Build a Social Media Data Warehouse: Complete Architecture Guide
You scrape data from Instagram, TikTok, Twitter. But where does it go?
Right now it probably goes into one messy database. Posts mixed with comments mixed with profiles mixed with analytics. Queries get slower every day. Finding anything takes forever.
I built my first data warehouse wrong. It worked for 10,000 records. At 100,000 records queries took 30 seconds. At 1 million records everything crashed.
I rebuilt it properly. Now I store 50 million records. Queries return in under 1 second. Historical analysis goes back 2 years. Everything scales smoothly.

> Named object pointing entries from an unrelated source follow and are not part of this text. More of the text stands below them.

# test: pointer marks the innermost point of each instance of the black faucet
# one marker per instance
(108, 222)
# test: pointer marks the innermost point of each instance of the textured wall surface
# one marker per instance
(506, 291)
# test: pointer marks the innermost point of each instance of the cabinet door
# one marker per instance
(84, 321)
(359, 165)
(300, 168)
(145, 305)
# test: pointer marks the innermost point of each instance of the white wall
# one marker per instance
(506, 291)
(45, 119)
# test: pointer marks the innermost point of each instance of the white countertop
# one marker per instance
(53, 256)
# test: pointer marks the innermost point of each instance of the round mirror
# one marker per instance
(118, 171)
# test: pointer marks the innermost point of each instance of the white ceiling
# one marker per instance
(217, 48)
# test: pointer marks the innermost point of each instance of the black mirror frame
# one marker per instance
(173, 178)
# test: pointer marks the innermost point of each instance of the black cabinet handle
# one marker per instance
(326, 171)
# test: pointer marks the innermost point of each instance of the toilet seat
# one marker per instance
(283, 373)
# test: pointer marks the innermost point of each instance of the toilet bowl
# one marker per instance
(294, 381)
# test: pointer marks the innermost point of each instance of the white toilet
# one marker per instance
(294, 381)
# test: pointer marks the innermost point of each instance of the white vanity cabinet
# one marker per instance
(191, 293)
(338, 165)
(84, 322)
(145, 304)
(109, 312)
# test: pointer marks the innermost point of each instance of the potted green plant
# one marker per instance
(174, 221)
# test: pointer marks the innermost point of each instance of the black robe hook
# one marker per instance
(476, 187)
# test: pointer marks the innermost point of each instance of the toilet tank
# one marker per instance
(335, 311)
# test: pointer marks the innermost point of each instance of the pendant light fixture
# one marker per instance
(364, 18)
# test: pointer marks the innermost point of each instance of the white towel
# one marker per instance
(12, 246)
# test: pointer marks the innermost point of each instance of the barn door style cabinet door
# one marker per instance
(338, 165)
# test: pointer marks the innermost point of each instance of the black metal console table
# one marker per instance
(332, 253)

Let me show you how to build a social media data warehouse that actually works at scale.
Why You Need a Data Warehouse
A regular database and a data warehouse are different tools for different jobs.
Regular database: Fast reads and writes for current data. Your app uses this.
Data warehouse: Historical data, complex queries, analytics. Your reports use this.
When to Build a Warehouse
You need a data warehouse when:
- You want historical analysis (trends over months/years)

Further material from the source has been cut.